During the first half of 2008, economic optimism among lower- and middle-income consumers plunged, as gas prices hit new record highs and food prices seemed to follow suit. The impact of this surge in the price of necessities had less impact on the optimism of upper-income Americans, who have more disposable income to deal with such price changes.

The financial crisis in the second half of last year seemed to have just the reverse impact on Americans by income. The worst effects were felt by upper-income consumers, who saw their home values and equity investments plummet; lower- and middle-income consumers were also affected, but generally to a lesser degree. As a result, Americans of all income levels reflected a similarly extreme lack of economic optimism during late 2008 and early 2009.

However, since March 9, the equity markets have increased more than 25%, making everyone feel a little better and creating a surge of positivity in consumers' mood. At the same time, the announcement of the bank stress-test results was successful and the banking system showed enhanced stability. Not surprisingly, upper-income Americans, who tend to have comparatively more equity investments, have benefited the most from the resulting wealth improvement, and this appears to be reflected in their relatively greater optimism over the past two months.

The problem is that much of the surge in economic optimism -- and possibly in equity and commodity values -- seems to be based on hope and future expectations as opposed to a change in real economic conditions.
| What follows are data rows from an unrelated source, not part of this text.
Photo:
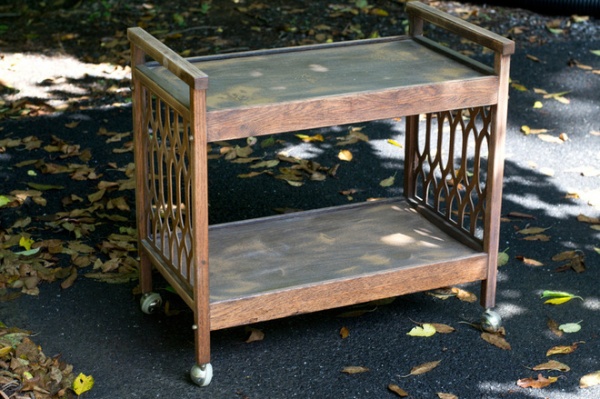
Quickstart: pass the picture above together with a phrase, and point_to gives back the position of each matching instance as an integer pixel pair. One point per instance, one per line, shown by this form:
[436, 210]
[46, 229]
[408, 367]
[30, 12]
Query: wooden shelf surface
[273, 91]
[273, 267]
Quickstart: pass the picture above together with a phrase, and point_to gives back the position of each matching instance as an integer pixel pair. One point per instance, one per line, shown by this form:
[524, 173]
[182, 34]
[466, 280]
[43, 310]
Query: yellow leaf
[308, 139]
[83, 383]
[388, 182]
[345, 155]
[424, 368]
[558, 301]
[518, 86]
[590, 380]
[26, 243]
[394, 142]
[354, 369]
[427, 330]
[496, 340]
[533, 230]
While behavioral economics suggests that a positive surge in consumer psychology can produce an improvement in real-world economic activity, Gallup's Monitor of Consumer Spending reveals that this has not been the case -- at least as far as upper-income consumer spending is concerned.

In turn, this implies that currently, other economic factors such as rising unemployment, sharply reduced credit availability, and the need to rebuild consumer balance sheets may be outweighing the surge in overall consumer optimism. In the weeks ahead, it will become apparent whether the much-improved consumer psychology will actually overcome these fears and stimulate increased consumer spending, particularly among upper-income consumers, or whether the reverse happens -- consumer psychology tumbles once again in response to the inability of the real economy, given increasing gas prices and higher interest rates, to match today's heightened expectations.

Survey Methods

The most recent results are based on telephone interviews with 12,510 national adults, aged 18 and older, conducted May 1-26, 2009, as part of Gallup Poll Daily tracking. For results based on the total sample of national adults, one can say with 95% confidence that the maximum margin of sampling error is ±1 percentage point. Results for the subgroup of consumers making less than $24,000 per year are based on 2,183 interviews, with a maximum margin of sampling error of ±2 percentage points; results for the subgroup of consumers making $90,000 or more per year are based on 2,103 interviews, with a maximum margin of sampling error of ±2 percentage points.

Interviews are conducted with respondents on land-line telephones (for respondents with a land-line telephone) and cellular phones (for respondents who are cell-phone only).

In addition to sampling error, question wording and practical difficulties in conducting surveys can introduce error or bias into the findings of public opinion polls.